Short Build Suggestion

1/1/1/1 every part of Shield Offense as soon as you can, and get Barrier as soon as you can, first off.

You'll probably notice a problem with this right off, though-one takes Strength and one takes Magic. Unless you get some nice Str/Mag equips, you'll probably have to wait a bit on one. Wait on Shield Offense, as odd as it is, if this happens: Barrier is 150~ damage mitigation early, and this is the main thing you have going for you, along with Healing Light, early on. You'll want a decent Shield Pummel/to get Overpower at the very least, but if you have to wait a bit on Assault getting Barrier, so be it, it's worth it.

You don't get Shield Wall or anything like that, you do fairly low damage, and your physical defense isn't enough to really make up for your terrible bumps-so you need to get into the mindset you'll need all game long. Namely, sitting there and hitting nice healing/support buttons until your big damage comes back. (Block helps a lot for this! I didn't get that when I played. :( )

After you have the basics of Sun Paladin combat going, I suggest building Strength/Magic evenly, picking up Shield Pummel L5 and getting Riposte going, picking up a few basic Celestial/Sun levels (the spells are better early than late, for certain), and either going for L10 Guardian(at which point you probably want to build up the non-Second Life skills in the tree heavily the moment you open it up, especially Retribution), or L10 Combat Techniques (Get Rush to 1 instantly, get it to 5 pretty fast.).

The main important thing to pick up for inscriptions is a Teleport -- you have no reason not to and you have awful mobility. Movement is good too, and if you want, you can entirely ditch healing oriented inscriptions early, for mobility oriented ones. Personally, I don't suggest this-make it more of a later thing, and keep your Wild/Regen around (Mental Wild's best, probably) until you feel comfortable. You can make a playstyle out of having overkill Shielding/Regen along with your great base tanking, and just field everything as it comes, if you want, but have at least one real escape.

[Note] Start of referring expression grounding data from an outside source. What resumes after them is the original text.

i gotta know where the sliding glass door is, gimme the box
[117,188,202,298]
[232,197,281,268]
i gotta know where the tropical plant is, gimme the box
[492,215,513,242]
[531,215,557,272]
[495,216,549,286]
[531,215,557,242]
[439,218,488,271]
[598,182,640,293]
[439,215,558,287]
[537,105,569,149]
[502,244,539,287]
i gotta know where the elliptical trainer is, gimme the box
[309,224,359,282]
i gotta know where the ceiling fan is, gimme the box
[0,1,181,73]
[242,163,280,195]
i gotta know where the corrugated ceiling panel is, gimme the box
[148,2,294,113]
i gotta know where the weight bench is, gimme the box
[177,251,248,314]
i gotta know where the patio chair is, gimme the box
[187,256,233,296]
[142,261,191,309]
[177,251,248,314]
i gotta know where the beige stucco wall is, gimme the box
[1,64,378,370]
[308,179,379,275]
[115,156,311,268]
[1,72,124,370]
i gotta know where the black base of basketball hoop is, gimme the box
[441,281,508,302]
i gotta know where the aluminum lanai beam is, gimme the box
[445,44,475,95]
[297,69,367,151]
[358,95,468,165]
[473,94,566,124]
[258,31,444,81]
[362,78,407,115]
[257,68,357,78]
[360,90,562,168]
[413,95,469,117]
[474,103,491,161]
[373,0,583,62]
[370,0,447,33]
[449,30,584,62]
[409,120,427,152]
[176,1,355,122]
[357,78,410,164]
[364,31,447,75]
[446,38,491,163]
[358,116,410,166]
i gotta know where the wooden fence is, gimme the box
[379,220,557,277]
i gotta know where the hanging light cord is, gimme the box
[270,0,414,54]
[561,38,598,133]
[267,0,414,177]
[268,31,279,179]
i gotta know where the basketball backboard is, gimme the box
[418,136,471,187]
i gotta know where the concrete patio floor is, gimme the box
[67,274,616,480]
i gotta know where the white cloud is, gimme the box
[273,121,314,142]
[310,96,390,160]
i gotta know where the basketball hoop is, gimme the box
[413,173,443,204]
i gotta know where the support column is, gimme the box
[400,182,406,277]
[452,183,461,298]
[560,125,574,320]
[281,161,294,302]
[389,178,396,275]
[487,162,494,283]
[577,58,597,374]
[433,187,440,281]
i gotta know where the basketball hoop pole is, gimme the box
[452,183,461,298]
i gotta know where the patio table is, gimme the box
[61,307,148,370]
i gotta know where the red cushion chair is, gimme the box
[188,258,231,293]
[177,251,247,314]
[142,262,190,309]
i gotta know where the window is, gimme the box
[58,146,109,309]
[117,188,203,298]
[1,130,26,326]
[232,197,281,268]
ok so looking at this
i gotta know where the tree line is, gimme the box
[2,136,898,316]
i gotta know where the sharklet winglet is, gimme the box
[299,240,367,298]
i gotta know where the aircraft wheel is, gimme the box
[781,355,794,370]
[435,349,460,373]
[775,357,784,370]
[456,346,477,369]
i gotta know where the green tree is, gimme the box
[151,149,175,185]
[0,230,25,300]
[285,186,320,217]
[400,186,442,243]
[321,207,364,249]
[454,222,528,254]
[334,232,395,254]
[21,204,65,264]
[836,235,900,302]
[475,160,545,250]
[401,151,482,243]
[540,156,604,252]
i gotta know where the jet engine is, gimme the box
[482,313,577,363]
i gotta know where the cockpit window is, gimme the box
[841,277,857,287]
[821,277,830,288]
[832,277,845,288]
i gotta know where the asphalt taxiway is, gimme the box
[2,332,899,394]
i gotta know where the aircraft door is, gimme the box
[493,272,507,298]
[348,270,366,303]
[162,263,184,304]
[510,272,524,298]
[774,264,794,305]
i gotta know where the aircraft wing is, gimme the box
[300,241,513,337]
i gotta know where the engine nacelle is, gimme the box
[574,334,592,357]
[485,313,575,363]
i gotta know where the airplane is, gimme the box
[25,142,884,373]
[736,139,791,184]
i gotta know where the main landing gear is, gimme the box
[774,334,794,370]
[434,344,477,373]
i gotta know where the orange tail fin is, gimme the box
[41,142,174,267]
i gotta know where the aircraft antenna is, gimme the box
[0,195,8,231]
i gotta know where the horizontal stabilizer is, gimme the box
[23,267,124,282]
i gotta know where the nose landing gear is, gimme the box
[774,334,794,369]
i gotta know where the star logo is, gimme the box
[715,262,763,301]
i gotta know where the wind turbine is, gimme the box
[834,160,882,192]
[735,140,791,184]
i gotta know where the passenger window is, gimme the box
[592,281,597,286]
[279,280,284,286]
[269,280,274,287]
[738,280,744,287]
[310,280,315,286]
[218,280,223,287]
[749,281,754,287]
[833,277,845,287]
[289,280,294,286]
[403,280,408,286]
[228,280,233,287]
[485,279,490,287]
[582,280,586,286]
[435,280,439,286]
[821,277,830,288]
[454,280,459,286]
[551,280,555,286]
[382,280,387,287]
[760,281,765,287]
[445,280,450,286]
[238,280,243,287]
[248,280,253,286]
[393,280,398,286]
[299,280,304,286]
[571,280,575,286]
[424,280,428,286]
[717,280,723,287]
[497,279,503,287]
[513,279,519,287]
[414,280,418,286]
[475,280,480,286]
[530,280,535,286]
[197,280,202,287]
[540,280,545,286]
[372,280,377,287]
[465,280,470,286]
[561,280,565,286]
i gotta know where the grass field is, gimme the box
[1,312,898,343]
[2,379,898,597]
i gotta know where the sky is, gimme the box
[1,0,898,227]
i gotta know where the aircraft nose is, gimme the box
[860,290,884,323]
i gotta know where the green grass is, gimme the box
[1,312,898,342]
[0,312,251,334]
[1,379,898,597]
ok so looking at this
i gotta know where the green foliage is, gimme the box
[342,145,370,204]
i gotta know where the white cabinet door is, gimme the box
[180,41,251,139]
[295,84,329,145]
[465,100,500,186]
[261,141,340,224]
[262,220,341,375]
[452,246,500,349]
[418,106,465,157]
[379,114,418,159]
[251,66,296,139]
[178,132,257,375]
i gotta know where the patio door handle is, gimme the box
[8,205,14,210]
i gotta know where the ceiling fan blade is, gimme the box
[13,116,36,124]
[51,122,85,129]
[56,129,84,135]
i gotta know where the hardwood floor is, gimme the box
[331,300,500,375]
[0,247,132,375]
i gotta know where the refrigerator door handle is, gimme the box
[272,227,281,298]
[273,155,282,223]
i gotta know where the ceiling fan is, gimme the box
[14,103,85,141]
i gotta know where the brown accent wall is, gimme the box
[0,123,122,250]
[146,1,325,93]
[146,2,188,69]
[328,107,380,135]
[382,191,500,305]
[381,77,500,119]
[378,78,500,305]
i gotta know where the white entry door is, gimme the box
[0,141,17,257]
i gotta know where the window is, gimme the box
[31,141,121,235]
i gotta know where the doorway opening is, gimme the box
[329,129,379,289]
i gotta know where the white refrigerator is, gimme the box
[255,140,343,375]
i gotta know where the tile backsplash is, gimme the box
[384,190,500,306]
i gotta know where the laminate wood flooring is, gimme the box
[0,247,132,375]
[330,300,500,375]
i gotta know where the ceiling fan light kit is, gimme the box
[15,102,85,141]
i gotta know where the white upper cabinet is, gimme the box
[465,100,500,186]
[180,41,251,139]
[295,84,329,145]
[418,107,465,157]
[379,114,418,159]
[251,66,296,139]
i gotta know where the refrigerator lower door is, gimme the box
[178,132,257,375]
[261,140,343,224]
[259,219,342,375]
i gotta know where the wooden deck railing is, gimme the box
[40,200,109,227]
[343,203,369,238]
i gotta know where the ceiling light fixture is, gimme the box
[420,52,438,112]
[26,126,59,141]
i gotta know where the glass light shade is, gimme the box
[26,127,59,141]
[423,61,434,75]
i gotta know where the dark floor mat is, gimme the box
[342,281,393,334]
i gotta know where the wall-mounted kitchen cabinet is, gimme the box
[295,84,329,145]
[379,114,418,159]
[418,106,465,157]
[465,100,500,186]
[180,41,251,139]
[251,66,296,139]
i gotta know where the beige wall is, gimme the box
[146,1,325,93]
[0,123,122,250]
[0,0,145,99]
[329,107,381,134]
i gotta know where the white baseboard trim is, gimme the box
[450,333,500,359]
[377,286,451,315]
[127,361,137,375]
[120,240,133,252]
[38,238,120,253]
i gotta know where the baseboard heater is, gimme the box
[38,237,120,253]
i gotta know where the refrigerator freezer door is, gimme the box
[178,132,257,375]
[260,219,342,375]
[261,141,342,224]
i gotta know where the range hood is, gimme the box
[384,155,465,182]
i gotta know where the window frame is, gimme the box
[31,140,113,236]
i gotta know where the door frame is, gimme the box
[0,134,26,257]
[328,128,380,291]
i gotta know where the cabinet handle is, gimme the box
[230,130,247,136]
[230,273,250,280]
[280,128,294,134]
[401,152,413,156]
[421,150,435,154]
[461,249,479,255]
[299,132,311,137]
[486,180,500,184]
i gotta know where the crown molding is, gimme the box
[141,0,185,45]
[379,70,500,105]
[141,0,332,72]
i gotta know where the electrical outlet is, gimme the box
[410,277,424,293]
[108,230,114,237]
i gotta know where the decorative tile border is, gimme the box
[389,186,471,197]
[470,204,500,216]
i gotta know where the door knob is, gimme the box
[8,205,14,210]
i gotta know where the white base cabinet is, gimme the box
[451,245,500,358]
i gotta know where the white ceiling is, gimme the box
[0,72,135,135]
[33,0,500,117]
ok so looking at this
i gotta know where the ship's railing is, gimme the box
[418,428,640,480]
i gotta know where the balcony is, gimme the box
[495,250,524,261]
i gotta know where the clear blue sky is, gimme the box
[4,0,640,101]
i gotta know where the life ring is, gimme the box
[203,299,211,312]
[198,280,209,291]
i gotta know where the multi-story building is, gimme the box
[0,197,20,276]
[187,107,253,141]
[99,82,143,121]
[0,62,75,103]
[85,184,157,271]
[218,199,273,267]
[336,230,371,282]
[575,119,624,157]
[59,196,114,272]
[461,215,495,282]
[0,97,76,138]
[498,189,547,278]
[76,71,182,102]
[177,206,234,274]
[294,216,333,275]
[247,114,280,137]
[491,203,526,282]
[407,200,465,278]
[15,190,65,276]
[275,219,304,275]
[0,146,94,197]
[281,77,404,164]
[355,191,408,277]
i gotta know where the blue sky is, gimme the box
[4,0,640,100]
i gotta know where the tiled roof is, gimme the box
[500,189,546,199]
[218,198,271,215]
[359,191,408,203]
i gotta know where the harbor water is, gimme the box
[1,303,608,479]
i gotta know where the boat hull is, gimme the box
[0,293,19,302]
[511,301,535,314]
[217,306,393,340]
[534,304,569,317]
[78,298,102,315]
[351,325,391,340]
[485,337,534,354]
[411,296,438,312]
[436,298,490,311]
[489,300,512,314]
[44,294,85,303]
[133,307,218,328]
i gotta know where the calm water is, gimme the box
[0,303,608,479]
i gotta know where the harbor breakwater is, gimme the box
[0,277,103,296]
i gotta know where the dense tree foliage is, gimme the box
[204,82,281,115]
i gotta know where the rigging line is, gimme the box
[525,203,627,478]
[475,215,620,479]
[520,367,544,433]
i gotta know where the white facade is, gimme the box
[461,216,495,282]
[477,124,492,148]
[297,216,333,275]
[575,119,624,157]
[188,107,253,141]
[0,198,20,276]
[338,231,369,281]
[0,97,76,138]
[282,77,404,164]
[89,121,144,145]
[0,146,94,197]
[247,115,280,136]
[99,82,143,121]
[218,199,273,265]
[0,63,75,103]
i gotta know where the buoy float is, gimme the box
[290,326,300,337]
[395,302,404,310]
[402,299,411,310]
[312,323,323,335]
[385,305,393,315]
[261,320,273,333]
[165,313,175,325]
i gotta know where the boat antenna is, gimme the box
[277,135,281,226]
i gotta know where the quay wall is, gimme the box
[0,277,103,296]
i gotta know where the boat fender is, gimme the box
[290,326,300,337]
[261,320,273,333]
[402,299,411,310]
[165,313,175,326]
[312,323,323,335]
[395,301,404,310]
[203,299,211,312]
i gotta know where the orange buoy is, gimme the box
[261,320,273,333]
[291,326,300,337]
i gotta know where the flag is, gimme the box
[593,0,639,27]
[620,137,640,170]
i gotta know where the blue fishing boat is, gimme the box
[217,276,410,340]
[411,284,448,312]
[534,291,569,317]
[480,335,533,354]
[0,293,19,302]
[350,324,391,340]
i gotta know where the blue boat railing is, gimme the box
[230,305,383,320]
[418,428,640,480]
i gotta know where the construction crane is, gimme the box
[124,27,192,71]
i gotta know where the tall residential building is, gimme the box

Once your Barrier gets up to a decent level (and as long as you use it consistently auto-use when enemies come into sight is an option if you like, though I prefer to have more control), and your offensive skills and Retribution get rolling, you shouldn't have too much trouble staying alive. For the rest of what to do, see the above suggestions on skills, stats, etc.

Oh, and be very, very careful with the Fearscape! Very, very careful. Enemies with Fearscape abilities tend to be devastatingly fatal-a lot of what you do relies on constantly using healing and barriers to counteract damage-a big constant DoT is spectacularly brutal, and you can't get out of the Fearscape. I am not kidding when I say that every death I got with that character, IIRC, was to the Fearscape. Other DoTs like Gravity Well and Ice Storm should be watched out for, too, of course, and you should be careful with big damage status (especially things like Impending Doom) if Providence is on cooldown for whatever reason.

But other than that, you can mostly tank every flavor of damage amazingly. Heavy armor gets great elemental resists and armor, and your abilities are very indiscriminately defensive against every form of damage.

Most people consider Sun Paladin pretty boring -- I'm probably a pretty dull player, since I enjoyed them.

But if you want a wall, these are your guys.